Auf der Hauptversammlung 2001 hat der DL-Verband die Durchführung eines geschlossenen Zuchtversuches beschlossen. Mit anderen Worten, die Verpaarung dreier ausgewählter DL-Hündinnen mit zuchterprobten DK-Rüden und die Durchführung eines Zuchtversuches außerhalb der Gesamtpopulation DL bis zur F3-Generation. Warum so etwas, wenn DL doch im Obenstehenden als faszinierender, leistungsstarker und gesunder Jagdgebrauchshund beschrieben wurde? Ist bei DL irgendetwas nicht in Ordnung? Mitnichten! DL-Züchter und Zuchtverantwortliche waren immer Jäger und begeisterte Tierzüchter. Ihnen ist und war stets klar, dass Zucht auf Leistung und Form auf Dauer zu einer Verringerung der genetischen Bandbreite führt. Wer jährlich rund 650 Hunde züchtet, müsste sich hier nicht fürchten, da gäbe es andere Jagdgebrauchshunderassen und dennoch: Genetische Enge und Zuchtdepression sind bei jeder Rasse wie ein Geschwür. Nur wer es erkennt und rechtzeitig und richtig handelt, kann dauerhaft gesund bleiben. Vorsorge ist angesagt.

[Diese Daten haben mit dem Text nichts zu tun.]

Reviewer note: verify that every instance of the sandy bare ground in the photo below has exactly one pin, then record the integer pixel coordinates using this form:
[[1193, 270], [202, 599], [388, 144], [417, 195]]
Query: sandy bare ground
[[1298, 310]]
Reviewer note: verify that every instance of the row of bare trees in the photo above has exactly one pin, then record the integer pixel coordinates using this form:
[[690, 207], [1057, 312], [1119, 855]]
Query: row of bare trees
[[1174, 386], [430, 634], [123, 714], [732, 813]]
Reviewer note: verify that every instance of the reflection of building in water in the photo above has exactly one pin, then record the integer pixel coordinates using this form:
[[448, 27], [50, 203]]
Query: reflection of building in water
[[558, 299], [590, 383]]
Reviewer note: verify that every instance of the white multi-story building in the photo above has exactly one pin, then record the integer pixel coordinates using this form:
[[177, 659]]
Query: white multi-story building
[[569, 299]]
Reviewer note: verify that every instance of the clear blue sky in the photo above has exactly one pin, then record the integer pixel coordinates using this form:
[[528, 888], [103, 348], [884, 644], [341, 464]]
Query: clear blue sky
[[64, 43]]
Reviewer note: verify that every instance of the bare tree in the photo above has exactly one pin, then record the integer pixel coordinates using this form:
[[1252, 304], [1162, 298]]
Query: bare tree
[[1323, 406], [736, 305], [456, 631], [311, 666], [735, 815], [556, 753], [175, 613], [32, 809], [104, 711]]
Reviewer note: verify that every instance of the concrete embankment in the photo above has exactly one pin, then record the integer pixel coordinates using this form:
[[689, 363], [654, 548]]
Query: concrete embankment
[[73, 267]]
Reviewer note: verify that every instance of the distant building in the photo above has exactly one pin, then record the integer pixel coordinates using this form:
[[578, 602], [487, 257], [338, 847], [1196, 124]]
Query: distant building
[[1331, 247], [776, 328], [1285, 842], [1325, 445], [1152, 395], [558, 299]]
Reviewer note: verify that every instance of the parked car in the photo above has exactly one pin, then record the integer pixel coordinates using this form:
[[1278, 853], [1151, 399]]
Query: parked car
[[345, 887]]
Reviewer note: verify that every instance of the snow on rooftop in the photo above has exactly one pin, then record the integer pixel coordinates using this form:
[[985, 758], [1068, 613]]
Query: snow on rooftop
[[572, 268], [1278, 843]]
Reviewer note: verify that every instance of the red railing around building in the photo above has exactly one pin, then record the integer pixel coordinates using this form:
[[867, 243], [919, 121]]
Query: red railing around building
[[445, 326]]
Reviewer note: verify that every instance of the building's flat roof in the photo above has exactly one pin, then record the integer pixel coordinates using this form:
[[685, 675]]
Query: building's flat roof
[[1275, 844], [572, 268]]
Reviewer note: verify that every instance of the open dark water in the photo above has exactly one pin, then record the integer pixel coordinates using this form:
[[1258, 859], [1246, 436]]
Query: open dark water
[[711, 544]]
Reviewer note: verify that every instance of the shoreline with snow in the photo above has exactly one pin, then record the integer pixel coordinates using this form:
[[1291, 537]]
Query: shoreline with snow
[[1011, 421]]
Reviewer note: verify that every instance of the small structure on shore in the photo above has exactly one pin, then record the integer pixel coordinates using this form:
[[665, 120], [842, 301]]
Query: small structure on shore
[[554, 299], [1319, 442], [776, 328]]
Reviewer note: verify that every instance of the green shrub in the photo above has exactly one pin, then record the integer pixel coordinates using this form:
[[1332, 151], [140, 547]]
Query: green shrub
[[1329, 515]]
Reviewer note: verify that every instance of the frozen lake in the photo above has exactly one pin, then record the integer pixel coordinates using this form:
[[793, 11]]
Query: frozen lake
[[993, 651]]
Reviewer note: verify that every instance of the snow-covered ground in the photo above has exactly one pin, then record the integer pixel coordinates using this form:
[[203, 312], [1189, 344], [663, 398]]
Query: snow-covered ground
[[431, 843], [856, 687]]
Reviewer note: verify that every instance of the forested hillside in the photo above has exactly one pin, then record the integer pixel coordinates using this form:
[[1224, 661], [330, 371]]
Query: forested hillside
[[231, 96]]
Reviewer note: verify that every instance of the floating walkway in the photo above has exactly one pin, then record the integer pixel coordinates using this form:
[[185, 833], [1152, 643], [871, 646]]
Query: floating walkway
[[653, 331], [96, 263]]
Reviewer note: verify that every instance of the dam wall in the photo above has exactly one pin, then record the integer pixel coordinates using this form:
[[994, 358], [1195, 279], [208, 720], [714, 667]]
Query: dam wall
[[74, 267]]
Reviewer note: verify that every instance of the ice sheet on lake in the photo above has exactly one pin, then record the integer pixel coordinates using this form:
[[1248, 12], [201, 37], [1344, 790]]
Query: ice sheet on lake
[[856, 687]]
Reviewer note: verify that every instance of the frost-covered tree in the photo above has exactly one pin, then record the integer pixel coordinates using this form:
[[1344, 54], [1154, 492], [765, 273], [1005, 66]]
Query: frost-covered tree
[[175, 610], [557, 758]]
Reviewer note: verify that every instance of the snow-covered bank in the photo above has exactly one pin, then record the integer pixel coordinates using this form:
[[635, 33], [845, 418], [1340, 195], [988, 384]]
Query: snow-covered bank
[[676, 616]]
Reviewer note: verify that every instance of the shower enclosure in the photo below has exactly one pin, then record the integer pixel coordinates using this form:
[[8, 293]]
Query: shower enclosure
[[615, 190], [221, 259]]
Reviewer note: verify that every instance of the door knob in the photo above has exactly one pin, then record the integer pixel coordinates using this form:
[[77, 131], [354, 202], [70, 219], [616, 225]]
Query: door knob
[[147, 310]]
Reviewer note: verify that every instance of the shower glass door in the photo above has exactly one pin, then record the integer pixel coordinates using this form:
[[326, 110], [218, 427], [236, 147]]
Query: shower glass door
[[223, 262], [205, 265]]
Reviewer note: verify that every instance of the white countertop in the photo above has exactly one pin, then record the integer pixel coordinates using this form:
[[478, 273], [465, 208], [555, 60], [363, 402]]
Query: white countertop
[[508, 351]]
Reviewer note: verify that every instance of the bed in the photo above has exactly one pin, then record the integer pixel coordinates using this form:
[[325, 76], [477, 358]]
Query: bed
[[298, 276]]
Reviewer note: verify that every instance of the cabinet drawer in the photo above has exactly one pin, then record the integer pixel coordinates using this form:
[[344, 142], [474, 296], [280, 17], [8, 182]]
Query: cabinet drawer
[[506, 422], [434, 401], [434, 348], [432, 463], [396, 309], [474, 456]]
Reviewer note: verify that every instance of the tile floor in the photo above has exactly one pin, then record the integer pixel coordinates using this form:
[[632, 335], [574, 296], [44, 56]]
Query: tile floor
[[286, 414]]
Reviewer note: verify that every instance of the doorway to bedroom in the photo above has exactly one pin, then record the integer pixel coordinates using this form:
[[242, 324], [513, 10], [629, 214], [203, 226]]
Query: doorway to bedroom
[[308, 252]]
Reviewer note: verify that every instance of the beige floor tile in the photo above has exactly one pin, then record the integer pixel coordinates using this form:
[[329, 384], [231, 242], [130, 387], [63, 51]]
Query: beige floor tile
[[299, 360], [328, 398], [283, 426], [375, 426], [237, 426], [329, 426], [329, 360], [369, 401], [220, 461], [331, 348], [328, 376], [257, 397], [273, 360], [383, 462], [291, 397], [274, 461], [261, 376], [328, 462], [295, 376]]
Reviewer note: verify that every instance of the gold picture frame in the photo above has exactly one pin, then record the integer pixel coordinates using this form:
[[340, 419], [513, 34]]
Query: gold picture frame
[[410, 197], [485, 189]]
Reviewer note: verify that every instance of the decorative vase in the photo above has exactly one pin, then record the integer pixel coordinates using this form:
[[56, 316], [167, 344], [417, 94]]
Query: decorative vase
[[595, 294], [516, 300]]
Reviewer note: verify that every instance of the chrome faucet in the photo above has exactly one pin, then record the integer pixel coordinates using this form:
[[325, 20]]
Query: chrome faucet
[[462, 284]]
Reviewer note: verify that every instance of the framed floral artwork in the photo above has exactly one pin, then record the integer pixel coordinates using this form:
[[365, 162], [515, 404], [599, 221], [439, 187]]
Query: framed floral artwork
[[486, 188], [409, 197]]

Genau im Rahmen dieser Vorsorge ist der Zuchtversuch DL x DK zu sehen. In die Ausgangspopulation DL wird nicht auf breiter Front eingekreuzt, sondern es wird über (viele) Jahre ein geschlossener (!) Zuchtversuch über drei Generationen, ausgehend von drei DL-Zuchthündinnen durchgeführt. Ob jemals eines der F3 Kreuzungsprodukte in die DL-Zucht einfließt, kann derzeit niemand sagen. Nicht die Leistungsverbesserung ist das Ziel des Versuches, sonderen die sinnvolle Erweiterung der genetischen Bandbreite. In diesem Zusammenhang spielen sicherlich auch die züchterischen Steuerungselemente der Zuchtordung eine große Rolle: DL-Rüden dürfen national und international insgesamt (Lebenszeit) nur zwölfmal zur Zucht herangezogen werden. Pro Jahr darf ein Rüde maximal vier Mal zur Zucht herangezogen werden. Der Zuchtversuch ist damit nur einer unter vielen Punkten mit dem sich die Zuchtverantwortlichen des DLV beschäftigen um auch künftigen Jägergenerationen leistungsstarke und gesunde DL zur Verfügung stellen zu können. Er hat in der jagdlichen Presse mehr Aufsehen erregt, als er derzeit für DL Bedeutung hat. Wer Pressearbeit kennt, weiß warum. Außergewöhnliches zieht an. Schade, denn Vorsorge sollte auch bei scheinbar Gesunden nichts Außergewöhnliches sein.

Zum Schluss

Wer als passionierter Jäger für das „Tagesgeschäft“ ein ebensolchen Hund sucht, mit dem er alle jagdlichen Situationen meistern kann, der findet im DL einen passenden vierläufigen Jagdhelfer. Wer nur einen schönen Jagdbegleiter sein Eigen nennen will oder Prüfungssport jedweder Art liebt, der wird sich weder in den Reihen des Deutsch-Langhaar-Verbandes wohlfühlen noch mit einem DL richtig beraten sein.